Rebekah Gamble posted an update 2 years, 11 months ago
Schizophrenia is hitting my various feeds pretty often this week. It’s a particularly personal topic to me as I happen to be a diagnosed schizophrenic.
I have to be honest, even after working as a direct care professional in mental health for several years, I’m not convinced that most things we label mental illness are mental illness. Yes, there are people who are in need of help, drugs, various treatments, whatever. But who are we to define that as an ‘illness’? To me, schizophrenia is one of the best things that’s ever happened to me, though it took me decades to get to that point.
For me, my diagnosis finally gave me a name for the difficulties I had- the worst parts being my adolescence- but it also took away any hope I had at being ‘normal’ or being ‘okay’ or being powerful, free, capable or successful.
I’m pretty lucky and exceptionally blessed. I got into shamanic work and learned that my auditory and visual ‘hallucinations’ indicated illness in the body, was often a perception of organs trying to communicate with me, and other frankly wonderful things.
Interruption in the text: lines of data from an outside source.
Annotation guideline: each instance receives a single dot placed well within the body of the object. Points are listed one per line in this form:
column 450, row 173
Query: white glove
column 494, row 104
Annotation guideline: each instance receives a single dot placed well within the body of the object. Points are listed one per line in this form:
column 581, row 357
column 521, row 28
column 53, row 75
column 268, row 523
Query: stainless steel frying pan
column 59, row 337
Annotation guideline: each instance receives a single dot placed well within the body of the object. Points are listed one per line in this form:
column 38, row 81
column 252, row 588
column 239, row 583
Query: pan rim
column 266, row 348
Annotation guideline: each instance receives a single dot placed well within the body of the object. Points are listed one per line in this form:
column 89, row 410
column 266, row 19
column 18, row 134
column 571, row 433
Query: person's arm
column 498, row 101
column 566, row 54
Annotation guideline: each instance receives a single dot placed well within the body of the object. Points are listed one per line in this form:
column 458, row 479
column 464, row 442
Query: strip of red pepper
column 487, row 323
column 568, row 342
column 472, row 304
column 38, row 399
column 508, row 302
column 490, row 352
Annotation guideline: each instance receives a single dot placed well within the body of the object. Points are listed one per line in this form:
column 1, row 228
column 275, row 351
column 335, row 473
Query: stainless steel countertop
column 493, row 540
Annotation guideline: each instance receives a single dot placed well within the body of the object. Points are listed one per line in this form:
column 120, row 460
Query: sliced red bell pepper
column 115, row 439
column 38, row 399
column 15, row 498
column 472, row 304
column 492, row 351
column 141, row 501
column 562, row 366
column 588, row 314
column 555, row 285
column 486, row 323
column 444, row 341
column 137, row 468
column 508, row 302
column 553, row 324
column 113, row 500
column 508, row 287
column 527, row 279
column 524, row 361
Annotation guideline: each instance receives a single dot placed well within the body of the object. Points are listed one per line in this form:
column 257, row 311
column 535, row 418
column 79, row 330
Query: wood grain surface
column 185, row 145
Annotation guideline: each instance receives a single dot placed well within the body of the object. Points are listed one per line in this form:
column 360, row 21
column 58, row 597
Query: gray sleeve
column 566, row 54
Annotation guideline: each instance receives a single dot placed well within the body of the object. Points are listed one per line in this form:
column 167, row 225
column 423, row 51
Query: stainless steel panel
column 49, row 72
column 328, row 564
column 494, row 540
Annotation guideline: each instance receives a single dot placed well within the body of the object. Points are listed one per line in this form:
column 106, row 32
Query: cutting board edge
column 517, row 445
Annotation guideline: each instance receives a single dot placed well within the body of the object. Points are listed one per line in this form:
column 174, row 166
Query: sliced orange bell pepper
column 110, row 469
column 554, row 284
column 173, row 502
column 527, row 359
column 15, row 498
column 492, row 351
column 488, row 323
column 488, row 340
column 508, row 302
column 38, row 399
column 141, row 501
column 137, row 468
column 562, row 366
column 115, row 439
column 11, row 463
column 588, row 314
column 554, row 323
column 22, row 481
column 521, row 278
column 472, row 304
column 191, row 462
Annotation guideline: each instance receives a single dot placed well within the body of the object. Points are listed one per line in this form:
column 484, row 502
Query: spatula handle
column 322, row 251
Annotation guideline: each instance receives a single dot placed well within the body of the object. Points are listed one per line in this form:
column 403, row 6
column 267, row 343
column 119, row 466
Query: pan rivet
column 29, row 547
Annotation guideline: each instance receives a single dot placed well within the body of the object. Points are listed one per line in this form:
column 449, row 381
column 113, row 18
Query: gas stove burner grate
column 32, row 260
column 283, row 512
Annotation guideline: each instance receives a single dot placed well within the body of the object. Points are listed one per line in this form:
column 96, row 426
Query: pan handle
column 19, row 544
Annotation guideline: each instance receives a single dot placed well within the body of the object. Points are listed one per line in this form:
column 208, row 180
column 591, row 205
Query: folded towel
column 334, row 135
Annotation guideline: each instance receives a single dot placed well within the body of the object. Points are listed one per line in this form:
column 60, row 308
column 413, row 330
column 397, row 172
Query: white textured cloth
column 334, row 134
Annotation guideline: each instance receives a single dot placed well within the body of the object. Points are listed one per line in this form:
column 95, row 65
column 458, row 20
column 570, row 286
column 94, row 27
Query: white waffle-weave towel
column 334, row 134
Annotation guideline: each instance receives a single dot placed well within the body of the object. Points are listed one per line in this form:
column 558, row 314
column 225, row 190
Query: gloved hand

I’ve also had privileges of things like assisting police with finding lost persons and bodies, which my ‘hallucinations’ led me to. As I was trained in shamanic work, the ‘hallucinations’ began to tell me of the past, the future, and personal things about people whom I hadn’t met yet. These have all been very useful things for me. I also learned that whereas mainstream western ‘treatments’ (which had taught me there was something wrong with me and that I had to fight the thing) had only made me worse, shamanic training accepted that these things were just part of a sensitive person who could directly experience the spiritual world (where such ‘hallucinations’ are believed to originate). I learned that the more shamanic training I had, the more stable I became and the better I could use my ‘illness’ to help people, which is literally what I do for a living now.
I question the ego of those who feel they can comfortably diagnose differences like bi-polar disorder and schizophrenia as ‘illnesses’. What do we mean by illness? Isn’t it a helluva illness to think so highly of one’s own judgement that one can define how another’s mind should work?
I’m a creationist, and frankly, I think God made us as we are for a reason. I don’t think mental illness, even the dangerous cases I’ve seen over the years, are evil, wrong, or something to be ashamed of. That of course doesn’t mean that a person doesn’t need help and if they do, they should certainly get it- even if that means mainstream care that didn’t work for me.
It is my opinion that holistic care, the only treatment I have had in a decade, is the best route for me. It has empowered me and led me to out performing the average person and I have my ‘mental illnesses’ to thank for that (I’m also diagnosed bi-polar and have diagnosed depression). I feel that my ‘illnesses’ are really the blessings that enable me to do what I do.
Of course, earlier this week when I told a nurse that I think schizophrenia was the best blessing god ever gave me, her face told me all I needed to know about what she thought of that. You know what I’m sayin’.
Being grateful for the privilege of how my mind works doesn’t mean it’s not hard sometimes. Some nights it’s too loud to sleep. Sometimes there’s music. Sometimes things are repeated in a rhythm or rhyme and I can’t get it out of my head. Sometimes those beats are strong enough to keep me up, and I’ve even been awoken from dead sleep by a sudden increase in sounds (which even my former therapists were amazed at, some not even believing me).
My whole life I’ve struggled with the intense urge to smoke (and depending on who you ask, between 80-90% of diagnosed schizophrenics smoke). My spirits (I mean, my ‘voices’) forbid smoking when I was a child, saying my abilities would go away if I broke that bond, so I’ve never done it. Recently, a study came out showing that brain differences (which I was found to have in an MRI when I was 14) associated with schizophrenia can be altered with nicotine (http://neurosciencenews.com/schizophrenia-nicotine-brain-activity-5995/). Sometimes I marvel at the body’s wisdom in defending itself or in innate ability to seek self-treatment even when modern medical science doesn’t yet understand it.
Curious as to what it’s like to be schizophrenic? These tapes are alright at depicting it, but I have to be honest, mine’s more like playing four of these at once on ‘bad’ days (and not all the voices speak English), and more like two of them playing at once on not as bad days. I believe my razor sharp ability to focus and my incredible discipline is due to cutting through the sound all my life.